The company, which has been operating for a year, says it is getting more and more enquiries every day. Often the desire for confidentiality is a factor that leads people to seek its services.
“Many people don’t want to go to the police because it’s very time-consuming and anything which goes to the police is made public,” says Helik chairman and former head of government forensic services for Maharashtra, Rukmani Krishnamurthy.
American psychologist William Marston (pictured second right) was an early proponent of the lie-detection machine.
Marston believed blood-pressure changes could determine whether someone was lying.
The modern polygraph measures physical changes in a person’s body, such as pulse, breathing and blood-pressure to detect a lie.

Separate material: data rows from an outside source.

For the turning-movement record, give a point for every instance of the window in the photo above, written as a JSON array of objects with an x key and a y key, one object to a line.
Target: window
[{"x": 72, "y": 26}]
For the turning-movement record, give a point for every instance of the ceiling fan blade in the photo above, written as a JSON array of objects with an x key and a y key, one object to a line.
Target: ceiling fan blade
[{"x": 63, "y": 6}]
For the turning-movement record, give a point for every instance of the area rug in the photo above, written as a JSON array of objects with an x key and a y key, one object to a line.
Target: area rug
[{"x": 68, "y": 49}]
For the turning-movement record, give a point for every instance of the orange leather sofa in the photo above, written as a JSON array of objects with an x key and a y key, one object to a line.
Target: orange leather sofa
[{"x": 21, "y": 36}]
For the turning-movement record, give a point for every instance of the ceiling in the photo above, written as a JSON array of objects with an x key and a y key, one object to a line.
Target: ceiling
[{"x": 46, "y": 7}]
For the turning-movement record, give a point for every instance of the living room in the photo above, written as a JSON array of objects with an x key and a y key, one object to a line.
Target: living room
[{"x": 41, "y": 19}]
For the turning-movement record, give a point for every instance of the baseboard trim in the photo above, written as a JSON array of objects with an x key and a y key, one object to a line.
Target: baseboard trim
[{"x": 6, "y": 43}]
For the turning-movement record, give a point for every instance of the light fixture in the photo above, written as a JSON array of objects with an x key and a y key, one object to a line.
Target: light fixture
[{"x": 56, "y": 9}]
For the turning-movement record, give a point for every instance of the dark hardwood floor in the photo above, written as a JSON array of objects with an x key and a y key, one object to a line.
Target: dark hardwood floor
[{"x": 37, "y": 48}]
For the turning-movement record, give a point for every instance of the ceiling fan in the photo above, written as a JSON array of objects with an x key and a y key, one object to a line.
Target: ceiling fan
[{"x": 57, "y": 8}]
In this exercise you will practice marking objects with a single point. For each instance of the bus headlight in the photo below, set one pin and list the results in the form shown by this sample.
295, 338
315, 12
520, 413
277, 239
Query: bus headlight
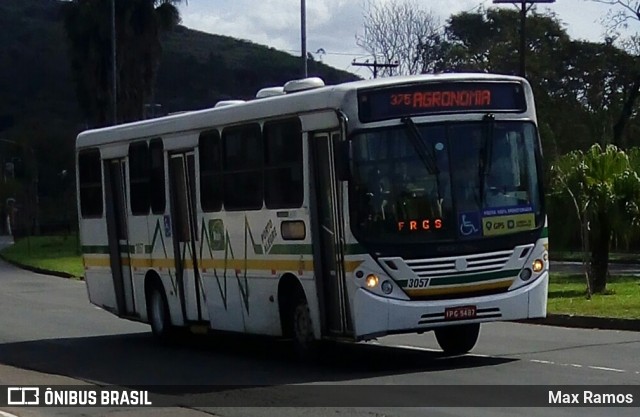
525, 274
537, 265
371, 280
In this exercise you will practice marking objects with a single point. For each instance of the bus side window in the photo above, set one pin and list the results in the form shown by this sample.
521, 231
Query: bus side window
139, 176
210, 171
90, 179
243, 167
283, 182
157, 189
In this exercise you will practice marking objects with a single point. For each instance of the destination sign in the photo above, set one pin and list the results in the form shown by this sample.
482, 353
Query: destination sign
435, 98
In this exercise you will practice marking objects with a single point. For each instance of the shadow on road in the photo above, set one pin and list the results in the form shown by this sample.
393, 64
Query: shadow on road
220, 360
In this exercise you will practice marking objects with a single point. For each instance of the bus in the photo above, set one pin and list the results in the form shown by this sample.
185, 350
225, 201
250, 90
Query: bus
314, 212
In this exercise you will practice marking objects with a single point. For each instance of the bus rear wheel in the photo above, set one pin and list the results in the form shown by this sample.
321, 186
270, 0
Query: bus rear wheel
158, 312
304, 343
457, 340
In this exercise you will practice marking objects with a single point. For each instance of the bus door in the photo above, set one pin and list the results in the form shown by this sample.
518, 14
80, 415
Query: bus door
117, 231
183, 214
327, 239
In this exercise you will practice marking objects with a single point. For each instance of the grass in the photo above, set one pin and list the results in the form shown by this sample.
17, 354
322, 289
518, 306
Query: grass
620, 257
567, 295
53, 253
566, 291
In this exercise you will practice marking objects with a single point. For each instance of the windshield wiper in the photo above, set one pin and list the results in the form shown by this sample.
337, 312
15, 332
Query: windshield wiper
484, 167
425, 153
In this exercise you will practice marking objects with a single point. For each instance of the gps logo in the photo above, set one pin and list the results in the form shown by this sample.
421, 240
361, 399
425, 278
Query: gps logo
23, 396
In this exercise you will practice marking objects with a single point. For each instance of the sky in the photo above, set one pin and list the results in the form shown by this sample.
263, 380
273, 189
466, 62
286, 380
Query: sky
332, 25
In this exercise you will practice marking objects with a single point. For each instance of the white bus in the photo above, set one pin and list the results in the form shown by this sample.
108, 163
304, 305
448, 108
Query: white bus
353, 211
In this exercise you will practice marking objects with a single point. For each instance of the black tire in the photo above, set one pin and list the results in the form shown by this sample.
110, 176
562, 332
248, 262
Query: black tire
305, 344
458, 340
158, 314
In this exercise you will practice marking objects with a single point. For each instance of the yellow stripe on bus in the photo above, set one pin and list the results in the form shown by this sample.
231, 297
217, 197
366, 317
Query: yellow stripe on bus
238, 264
458, 289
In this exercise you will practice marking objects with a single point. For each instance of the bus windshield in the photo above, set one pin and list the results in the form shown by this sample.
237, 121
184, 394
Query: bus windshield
451, 181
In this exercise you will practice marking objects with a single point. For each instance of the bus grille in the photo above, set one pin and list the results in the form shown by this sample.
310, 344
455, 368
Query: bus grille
439, 267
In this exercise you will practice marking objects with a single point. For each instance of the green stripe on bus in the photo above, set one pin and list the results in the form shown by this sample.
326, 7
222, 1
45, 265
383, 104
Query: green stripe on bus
291, 249
97, 249
104, 249
466, 279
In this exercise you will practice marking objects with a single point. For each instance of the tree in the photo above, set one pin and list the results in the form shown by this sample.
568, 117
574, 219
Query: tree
139, 24
398, 32
605, 188
621, 15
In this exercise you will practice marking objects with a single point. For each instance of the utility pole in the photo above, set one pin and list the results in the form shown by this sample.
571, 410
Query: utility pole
303, 36
523, 18
114, 75
374, 65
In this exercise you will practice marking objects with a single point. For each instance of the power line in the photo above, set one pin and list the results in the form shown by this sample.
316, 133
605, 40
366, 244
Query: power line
375, 65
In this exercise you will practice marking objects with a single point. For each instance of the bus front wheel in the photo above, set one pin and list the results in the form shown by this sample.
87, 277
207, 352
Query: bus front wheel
158, 311
458, 340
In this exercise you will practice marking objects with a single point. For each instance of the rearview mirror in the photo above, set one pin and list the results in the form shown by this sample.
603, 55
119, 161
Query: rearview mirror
342, 156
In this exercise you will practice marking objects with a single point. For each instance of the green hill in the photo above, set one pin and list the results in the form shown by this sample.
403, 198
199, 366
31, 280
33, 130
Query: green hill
38, 104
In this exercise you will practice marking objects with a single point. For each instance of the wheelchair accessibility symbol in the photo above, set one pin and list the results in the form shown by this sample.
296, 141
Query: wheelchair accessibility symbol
469, 224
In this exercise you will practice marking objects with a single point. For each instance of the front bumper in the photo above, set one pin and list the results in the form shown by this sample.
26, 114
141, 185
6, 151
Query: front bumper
378, 316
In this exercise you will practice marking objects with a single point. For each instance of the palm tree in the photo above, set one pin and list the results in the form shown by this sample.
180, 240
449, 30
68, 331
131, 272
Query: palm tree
139, 24
605, 189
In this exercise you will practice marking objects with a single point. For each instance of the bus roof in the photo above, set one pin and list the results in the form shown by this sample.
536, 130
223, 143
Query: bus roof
328, 97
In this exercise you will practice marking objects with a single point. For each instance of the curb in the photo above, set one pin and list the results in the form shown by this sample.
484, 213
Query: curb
586, 322
38, 270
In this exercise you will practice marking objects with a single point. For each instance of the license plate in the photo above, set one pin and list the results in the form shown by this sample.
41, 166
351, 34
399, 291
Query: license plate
460, 313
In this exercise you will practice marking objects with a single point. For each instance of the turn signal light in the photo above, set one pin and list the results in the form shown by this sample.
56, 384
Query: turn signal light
371, 281
537, 265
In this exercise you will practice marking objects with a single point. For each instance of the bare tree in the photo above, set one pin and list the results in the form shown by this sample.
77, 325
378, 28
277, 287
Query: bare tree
398, 31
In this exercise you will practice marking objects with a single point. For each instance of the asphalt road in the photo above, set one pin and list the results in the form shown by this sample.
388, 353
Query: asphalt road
50, 334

“Some clients come to us because they don’t want outsiders to know that a particular robbery has happened in their organisation.”
Anyone who is put forward for a lie-detector test has to consent to it beforehand and undergo a series of preliminary interviews.
Puranaik, who points out that polygraph tests can determine someone’s innocence as well as their guilt, concedes that they are not totally foolproof.
“They are about 80% accurate,” she says.
The polygraph works by measuring physiological changes such as blood pressure, sweating and breathing.
It was invented in 1917 by American William Marston, who was also the creator of the Wonder Woman comic character.
The equipment has been used in India for many years, including by the police.
But in 2010 the country’s Supreme Court deemed polygraph evidence from suspects as invalid.
Alternative lie detection
Before the age of the polygraph, many communities had their own methods of detecting whether they thought someone was being truthful.
Rome’s ancient Mouth of Truth or Bocca della Verita (pictured) was popularly believed to be a lie-detector. It was thought that the hand of a deceitful person, placed in its mouth, would be bitten off.
Another lie-detecting custom, supposed to originate in ancient China, was for a suspect to be given a grain of rice to chew on. If he was able to spit it out, he was thought to be telling the truth. If he couldn’t, he was seen as a liar.
The ruling stated that such tests were an infringement of an individual’s personal liberty, with the result that no-one can be forced to take one as part of an investigation.
Consensual tests are permitted, although such evidence could not alone secure a conviction, merely be used as supporting evidence.
Helik is one of a small number of private companies in India which have started to offer private polygraphs in the past five years.
The wider private forensic market in India is also growing, with companies offering services such as signature verification (cheque fraud is a big problem in India), handwriting analysis and even personality tests.
With a growing population and an already stretched police force, these firms are filling a gap in the market, and they say their work enables the police to concentrate on more serious crimes.
But some in the legal profession are dubious about private firms taking on these roles.
Bharat Chugh, an advocate at India’s Supreme Court, says better regulation has become essential.
“People are practically taking law into their own hands – they are running a parallel machinery in which they are deciding disputes. This is not very good.”
But Krishnamurthy argues that until the government can build more forensic labs in India, companies like hers can serve both private and public needs, and ultimately reduce the backlog of criminal cases.